BARGTEHEIDE - 1983 war das Jahr der RAF-Festnahmen und der falschen Hitlertagebücher, aber auch das Jahr, in dem das Bargteheider Eckhorst-Gymnasium als Zweig des KGB geboren wurde. Der heutige Schulleiter Christian Wendt erinnerte in einer Feierstunde gestern an die Gründungszeit der Schule, die Bargteheides Antwort auf die rapide wachsenden Schülerzahlen in Stadt und Umland war. „Früher gab es im ganzen Kreis nur die TMS in Bad Oldesloe und die Stormarnschule in Ahrensburg als Gymnasien", blickte er zurück. Fast hätte es auch das Eckhorst-Gymnasium nicht lange gegeben, denn Anfangsschwierigkeiten bescherten den 13 dorthin abgeordneten Lehrern zunächst nur wenige Schüler.

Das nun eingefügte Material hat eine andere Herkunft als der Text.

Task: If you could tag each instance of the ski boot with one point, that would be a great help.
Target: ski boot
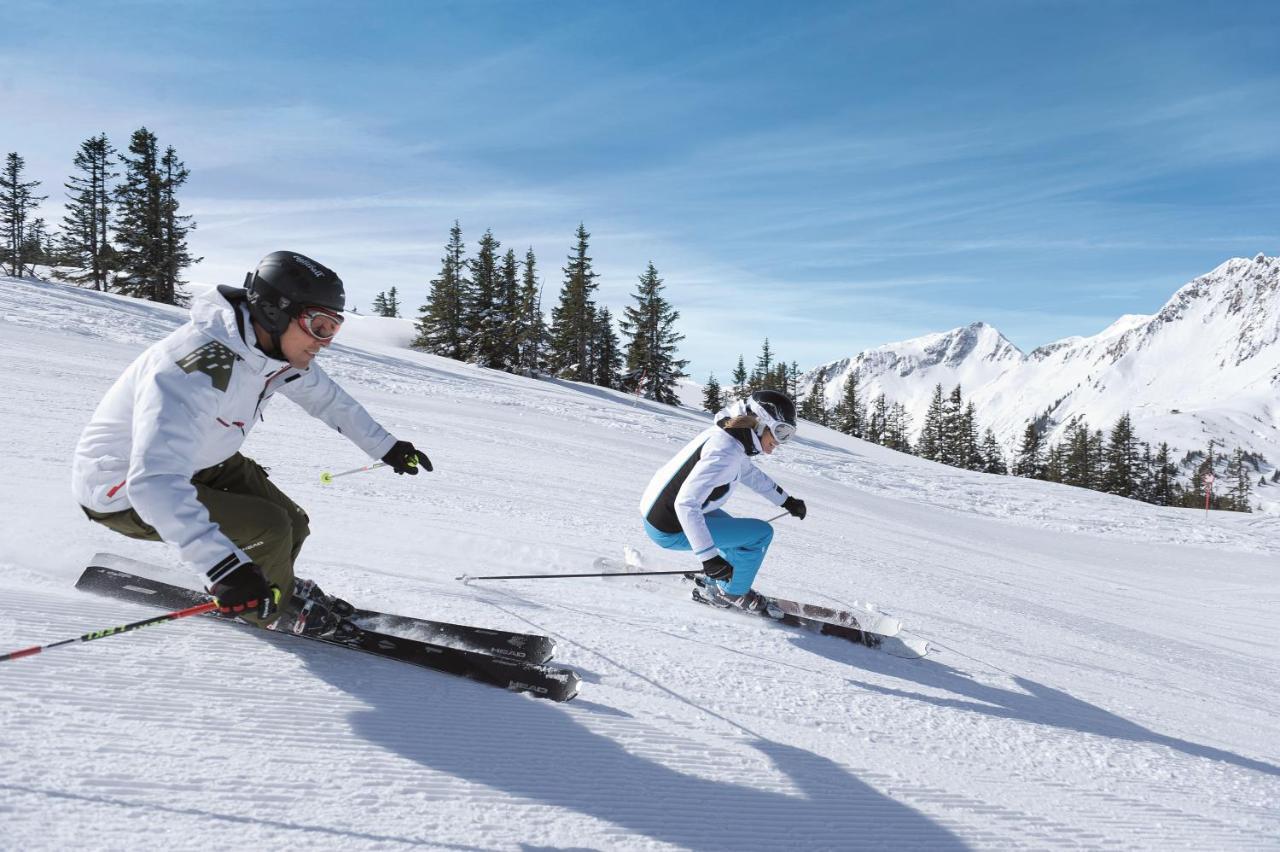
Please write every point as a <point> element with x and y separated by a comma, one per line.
<point>310,612</point>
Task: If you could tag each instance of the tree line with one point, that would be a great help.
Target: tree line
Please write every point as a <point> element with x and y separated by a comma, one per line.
<point>123,229</point>
<point>487,310</point>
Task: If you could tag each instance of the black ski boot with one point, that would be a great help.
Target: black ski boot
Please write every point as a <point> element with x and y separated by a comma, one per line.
<point>311,612</point>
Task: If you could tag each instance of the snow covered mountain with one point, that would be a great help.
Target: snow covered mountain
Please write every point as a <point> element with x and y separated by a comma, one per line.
<point>1106,670</point>
<point>1207,365</point>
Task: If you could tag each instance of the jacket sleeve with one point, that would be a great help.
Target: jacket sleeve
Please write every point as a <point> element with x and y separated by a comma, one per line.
<point>762,484</point>
<point>172,415</point>
<point>320,397</point>
<point>714,468</point>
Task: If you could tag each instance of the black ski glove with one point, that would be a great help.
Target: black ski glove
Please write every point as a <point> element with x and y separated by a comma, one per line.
<point>718,568</point>
<point>405,458</point>
<point>246,591</point>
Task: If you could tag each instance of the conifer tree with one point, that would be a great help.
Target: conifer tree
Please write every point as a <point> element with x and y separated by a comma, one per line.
<point>814,406</point>
<point>850,413</point>
<point>141,221</point>
<point>1031,454</point>
<point>741,381</point>
<point>440,321</point>
<point>992,457</point>
<point>17,202</point>
<point>575,321</point>
<point>85,238</point>
<point>1123,465</point>
<point>712,397</point>
<point>932,435</point>
<point>481,317</point>
<point>606,352</point>
<point>650,349</point>
<point>531,329</point>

Mittlerweile gehört die Schule zu den etablierten Gymnasien im Kreis – 287 Schülern aus dem Jahr 1991 stehen heute 770 Schüler gegenüber. Wendt erklärte, dass der Bestand der Schule für die nächsten Jahre gesichert sei und bedankte sich beim Kreis als ehemaligem und bei der Stadt als neuem Schulträger. Zugleich fand Wendt aber auch deutliche Worte zur aktuellen Reform des Schulwesens und zum Lehrermangel an den Schulen: „Ich wünsche mir maßvolle, wohl überlegte Reformvorschläge. Wir haben eine personelle Ausstattung, die es zu verbessern gilt, und ich wünsche mir keine Reformen, die nur den Haushalt und den Stellenplan entlasten sollen." Heute feiert die Schule mit Eltern und Schülern: Ab 10 Uhr lädt das Eckhorst-Gymnasium zu einem Projekttag ein, bei dem die neue Schulkleidung präsentiert wird, Roboter-Tour und Filmvorführungen, Luftballonrennen, Gruselkabinett, Optische Täuschungen, Eichenpflanzung, „Unterricht im Wandel der Zeit" und viele Themen mehr rund um die Schulgeschichte und ihre aktuellen Aufgaben auf dem Stundenplan stehen.